Friday, April 1, 2022

Solving issues

So I thought this post was gonna be about the process for the acid stained concrete floors but what was supposed to be a Monday start turned into a Thursday.  That's tomorrow and we have issues to deal with today.  
So there sits our wood burning stove.  A stove we bought over 40 years ago and have used every single winter.  Love being able to step on the hearth and back up to the lovely heat coming from it.  Unlike a fireplace where you get one side of your body warm at a time this little stove radiates heat all around itself so you get a very nice overall warm feeling.  
But I digress, we have an issue that we need to deal with.  And that is...a few weeks ago our second in charge GC told us that the GC was not going to be installing the stove pipe for this.  Mind you hes known from the beginning that we were putting this in.  And if we had to do it ourselves that is not a problem either except at this stage of the build it is a problem.  Not cool Ronnie, not cool.  
If we had known from the beginning that we were going to be installing it would have been done right after the framing and before the sheetrock and foaming.  Would have been an easy job, half an hour or less and it would have been taken care of.  
See that tiny little black mark to the left of the top of the ladder?  
Yes, that mark right there.  That is the center of where the stove pipe needs to hit.  And the pipe is centered into a transition box that protects all the surrounding sheetrock and framing and foam from the heat going up the flue.  And it's also centered EXACTLY between 2 rafters.  It's got to be exact.  
We found this spot by taking a measurement from the stove and marking an X on the hearth.  Then we dropped a plumbob from the ceiling down and moved it till it was directly over that X.
This is a plumbob.  It's an old tool but so useful.  Filled with lead and used in various applications but theres nothing else that will do the job.  
This is the space we are working in.
You can see, it's not spacious and in the last picture..
That short 2 x 4 that's on the left...that is EXACTLY where we need to be.  The 2 x 4 is scabbed onto the rafter and all we can figure is that it's where some sheetrock fell funny and had to have extra screws.  
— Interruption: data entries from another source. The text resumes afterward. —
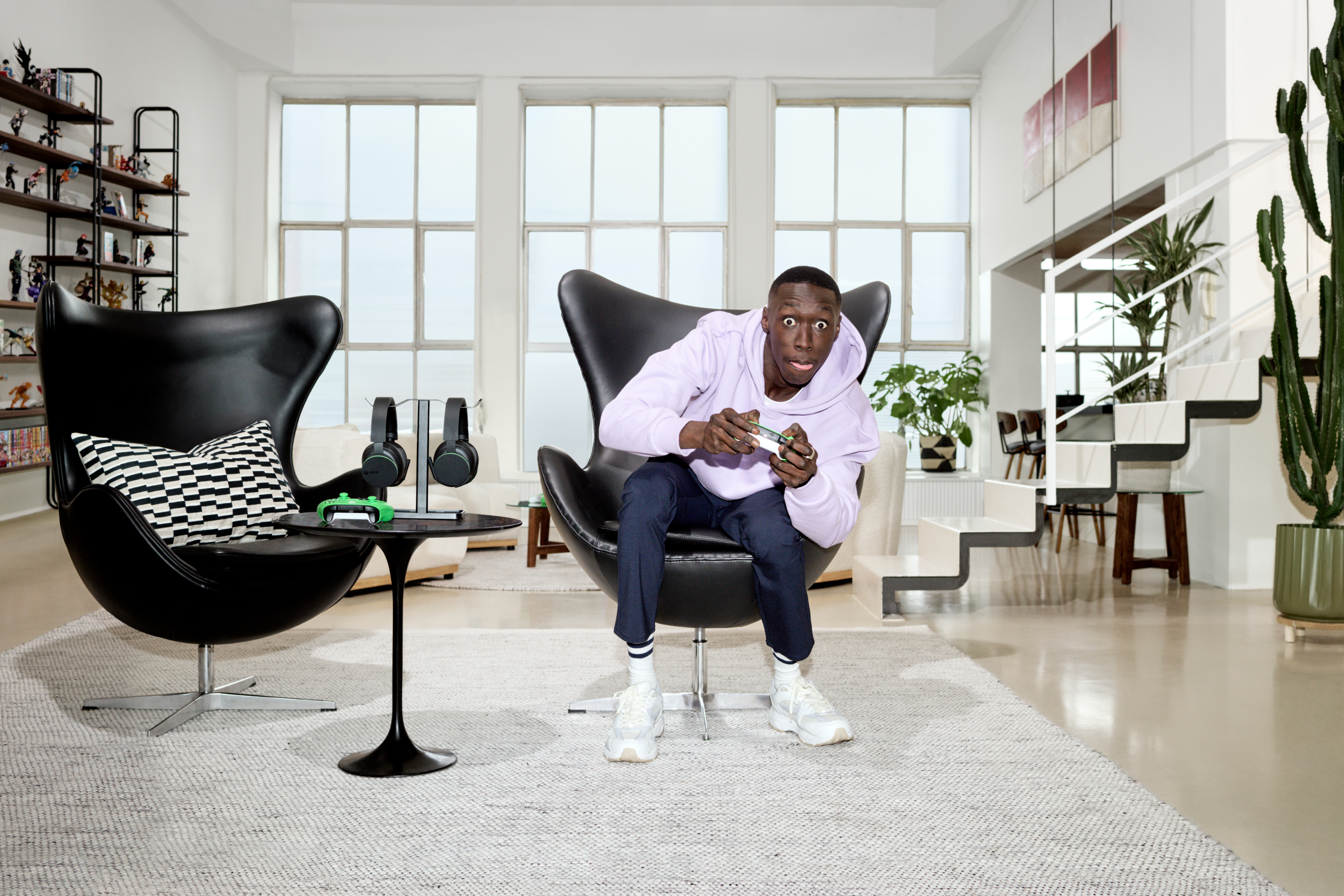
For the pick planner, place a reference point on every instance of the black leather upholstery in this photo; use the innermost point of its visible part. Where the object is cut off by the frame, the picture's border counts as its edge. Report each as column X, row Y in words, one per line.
column 707, row 577
column 178, row 381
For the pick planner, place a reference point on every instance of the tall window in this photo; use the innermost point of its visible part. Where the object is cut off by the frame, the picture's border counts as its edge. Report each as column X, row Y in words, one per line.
column 638, row 193
column 882, row 191
column 1081, row 369
column 378, row 210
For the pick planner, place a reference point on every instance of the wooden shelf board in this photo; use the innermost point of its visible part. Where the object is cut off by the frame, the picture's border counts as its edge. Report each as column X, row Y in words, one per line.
column 11, row 413
column 34, row 100
column 23, row 466
column 81, row 261
column 62, row 210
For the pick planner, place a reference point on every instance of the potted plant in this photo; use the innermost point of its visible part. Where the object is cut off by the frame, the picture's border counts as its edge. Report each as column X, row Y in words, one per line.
column 1162, row 253
column 1310, row 558
column 933, row 404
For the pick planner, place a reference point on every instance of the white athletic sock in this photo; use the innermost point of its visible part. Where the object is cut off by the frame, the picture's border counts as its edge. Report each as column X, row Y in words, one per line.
column 785, row 671
column 642, row 663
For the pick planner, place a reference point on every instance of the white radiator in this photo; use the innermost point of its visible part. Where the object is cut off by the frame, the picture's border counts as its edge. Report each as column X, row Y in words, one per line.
column 936, row 495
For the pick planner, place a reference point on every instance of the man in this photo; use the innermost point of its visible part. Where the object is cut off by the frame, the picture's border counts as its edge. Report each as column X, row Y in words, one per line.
column 793, row 369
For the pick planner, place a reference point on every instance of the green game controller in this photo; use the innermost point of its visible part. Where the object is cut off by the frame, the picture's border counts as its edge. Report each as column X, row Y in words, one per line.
column 347, row 509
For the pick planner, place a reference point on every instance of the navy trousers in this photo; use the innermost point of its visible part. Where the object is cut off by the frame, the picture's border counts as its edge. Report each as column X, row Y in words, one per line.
column 662, row 493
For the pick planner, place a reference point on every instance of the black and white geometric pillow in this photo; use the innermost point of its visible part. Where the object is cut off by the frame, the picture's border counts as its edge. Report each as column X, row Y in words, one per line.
column 228, row 489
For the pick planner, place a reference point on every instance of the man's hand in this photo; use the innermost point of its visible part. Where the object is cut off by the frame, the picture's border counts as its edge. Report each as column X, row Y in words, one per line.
column 799, row 464
column 726, row 432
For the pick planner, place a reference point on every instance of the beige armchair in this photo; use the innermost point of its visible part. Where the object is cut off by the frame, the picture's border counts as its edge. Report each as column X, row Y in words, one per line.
column 878, row 528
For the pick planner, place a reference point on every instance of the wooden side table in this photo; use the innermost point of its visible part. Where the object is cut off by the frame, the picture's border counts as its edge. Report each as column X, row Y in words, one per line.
column 1178, row 547
column 539, row 532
Bob has figured out that just the very end of that board needs to come off and we will be silver...not golden yet cause job isn't done. 
Plumbob was dropped. Center was marked the the transition box was measured ( twice) just to be absolutely sure.  Then 4 corner holes were drilled.
This is my dad's old dremel tool.  Bob and my dad had a mutual admiration society going for each other in figuring out ways to fix things.  He and my dad once consulted each other for weeks about tubing my dad needed to use to build an air powered air brake system for one of the model airplanes he was building.  But I digress.  He used this to cut off just an inch of that scabbed 2 x 4 without cutting unnecessarily into the sheetrock.
There are the 4 holes he will use as his guide.
And here he has started his first cut.
Success!  Hip, hip horay!  It's done.  Just a very small amount of the paper torn but the trim piece for the box will cover that.  Now to go from the top up thru the roof.  But that's for another day.  We need to order stove pipe in order to get our alignment correct.